Hawaii (8-4, 5-3 MW) has won three in a row, including last week's 14-11 victory over San Diego State, as a late missed field goal by the Aztecs gave the Rainbow Warriors the West Division title.
Army (5-6) needs to win out to go bowling as the Black Knights need seven victories to qualify because of their 13-game schedule. They have won two in a row, but those victories came against UMass (63-7) and VMI (47-6), an FCS program. These two teams are a combined 6-18 on the season.
Neither result offers much reason to believe the Black Knights have completely turned things around after losing five in a row, especially given the caliber of competition.
This will be the second straight season these teams have met. Army won last year in West Point, 28-21, after Hawaii had won the previous three meetings.
Army at Hawaii
Kickoff: Sunday, Dec. 1, at 12:30 a.m. ET
TV: CBS Sports Network
Spread: Hawaii -2.5
When Army Has the Ball
True to the Army brand, the Black Knights love to march along the ground with their triple-option offense. And they do it well, ranking third in the country at 302.6 rushing yards per game. In the last two games alone, wins over UMass and VMI, Army has racked nearly 1,100 yards and 16 touchdowns on the ground.

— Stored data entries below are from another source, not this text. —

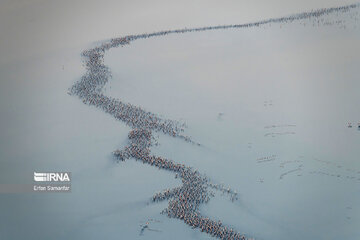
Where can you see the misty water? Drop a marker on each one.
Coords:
(269, 106)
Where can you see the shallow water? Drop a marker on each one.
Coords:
(289, 75)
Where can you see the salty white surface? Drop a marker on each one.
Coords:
(309, 74)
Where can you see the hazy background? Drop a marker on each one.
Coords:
(44, 129)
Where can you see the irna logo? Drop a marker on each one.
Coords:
(52, 177)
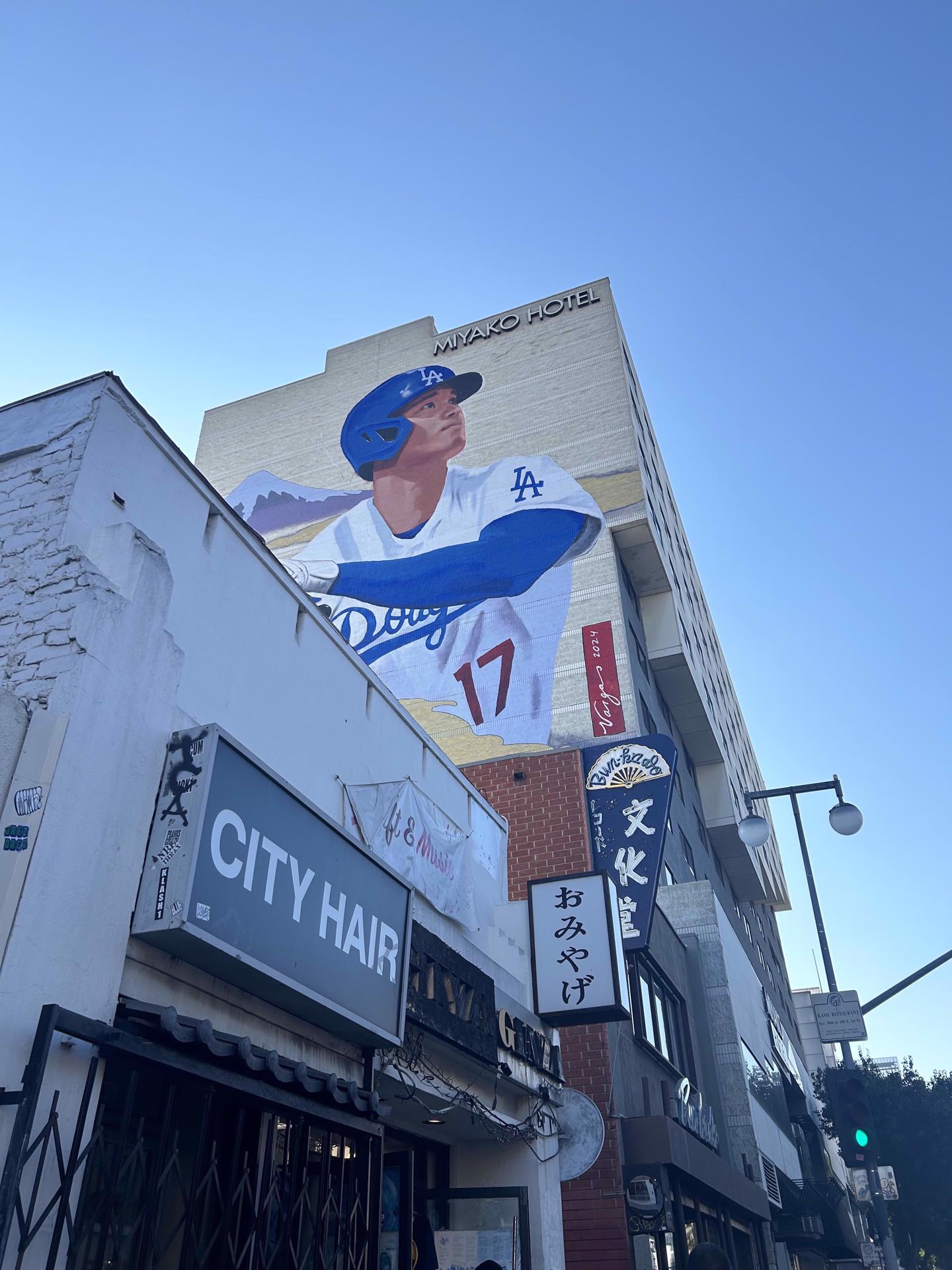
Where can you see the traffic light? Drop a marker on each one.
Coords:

Senior quarterback Kelvin Hopkins Jr. leads the way with 619 yards on 127 attempts. Fellow senior Connor Slomka is the top running back with 572 yards on a team-high 132 carries while junior Sandon McCoy is tops with eight touchdowns.

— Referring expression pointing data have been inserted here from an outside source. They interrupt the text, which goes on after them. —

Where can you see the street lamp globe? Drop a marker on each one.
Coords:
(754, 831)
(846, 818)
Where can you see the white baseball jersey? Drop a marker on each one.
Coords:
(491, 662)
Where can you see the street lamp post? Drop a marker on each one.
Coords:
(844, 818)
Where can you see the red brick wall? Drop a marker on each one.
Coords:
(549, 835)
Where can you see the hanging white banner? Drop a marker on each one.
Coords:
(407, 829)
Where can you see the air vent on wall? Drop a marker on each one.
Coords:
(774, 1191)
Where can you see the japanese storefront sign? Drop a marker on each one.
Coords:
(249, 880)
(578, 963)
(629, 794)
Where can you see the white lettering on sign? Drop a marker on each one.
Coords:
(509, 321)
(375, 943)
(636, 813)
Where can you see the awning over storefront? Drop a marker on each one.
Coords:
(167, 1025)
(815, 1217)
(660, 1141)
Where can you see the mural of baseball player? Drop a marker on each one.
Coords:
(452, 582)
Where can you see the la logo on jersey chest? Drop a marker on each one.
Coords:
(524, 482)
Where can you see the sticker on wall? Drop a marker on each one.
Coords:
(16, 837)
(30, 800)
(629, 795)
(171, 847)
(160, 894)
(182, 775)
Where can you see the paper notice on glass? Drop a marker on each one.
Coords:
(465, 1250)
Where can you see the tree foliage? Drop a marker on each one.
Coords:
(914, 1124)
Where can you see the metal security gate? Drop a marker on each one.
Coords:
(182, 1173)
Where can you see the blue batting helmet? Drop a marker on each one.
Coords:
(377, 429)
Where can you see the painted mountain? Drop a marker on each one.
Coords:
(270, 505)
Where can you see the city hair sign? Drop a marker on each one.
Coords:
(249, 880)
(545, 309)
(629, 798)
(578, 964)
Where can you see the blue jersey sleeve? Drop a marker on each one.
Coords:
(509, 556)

All told, seven different Black Knights have amassed more than 100 yards on the ground and 12 have been credited with a rushing touchdown. Army is tied with Navy for the most rushing touchdowns by any team (40), and as a team averaged 5.3 yards per carry (20th).
The good news for Army is that it should find some running room against a Hawaii defense that ranks 94th nationally at 188 rushing yards per game allowed. When the Rainbow Warriors do a good job against the run they usually win, as they are giving up 152.5 yards per game on the ground in their eight wins. In four losses that number jumps up to 259.
Hawaii certainly knows what to expect when it comes to the Black Knights' offensive game plan. For the season, Hopkins is completing just 43 percent of his pass attempts with four touchdowns and four interceptions. Army's leading receiver, wide receiver Camden Harrison, is responsible for 43 percent of his team's catches (22 of 51), 44 percent of the yards (400 of 914), and half of the touchdowns (3 of 6).
When Hawaii Has the Ball
The Rainbow Warriors boast one of the nation's most productive offenses. They are 11th in total offense (479.8 ypg) and tied for 31st (34.0 ppg) in scoring offense. The challenge for Hawaii in this one could be Army's defense.
The Black Knights are 22nd in FBS in scoring defense, surrendering less than 20 points per game (19.6). That thanks in large party to the country's 11th-ranked pass defense (178.7 ypg). That could be a big asset against the Rainbow Warriors' passing attack.
Cole McDonald and Chevan Cordeiro have combined for 3,949 yards, 32 touchdowns, and 16 interceptions. Both quarterbacks have had their shares of ups and downs so it will be interesting to see how head coach Nick Rolovich approaches this game with the Mountain West title game looming.
Consistency has been an issue under center, as last week's uneven performance against San Diego State showed. The Aztecs, like Army, are solid on defense so Rolovich could give both signal-callers their opportunities to lead the offense and treat this game as sort of an audition for next week against Boise State.
Rolovich also could opt to change his game plan up and run the ball more but Hawaii has had middling success (149.6 rushing ypg) in that respect and the Black Knights hold up well on the ground (145.1 ypg) too.
Hawaii doesn't need to win this game. Army does.
And the added threat of the Black Knights' triple-option attack won't play in the Rainbow Warriors' favor either. Consider that earlier this season Hawaii gave up a whopping 353 rushing yards when Air Force brought its option offense to Honolulu.
Sure, there's pride on the line for the Warriors, but nobody lines up with more pride than Army. And it has really the only motivation to play for 60 minutes in this one.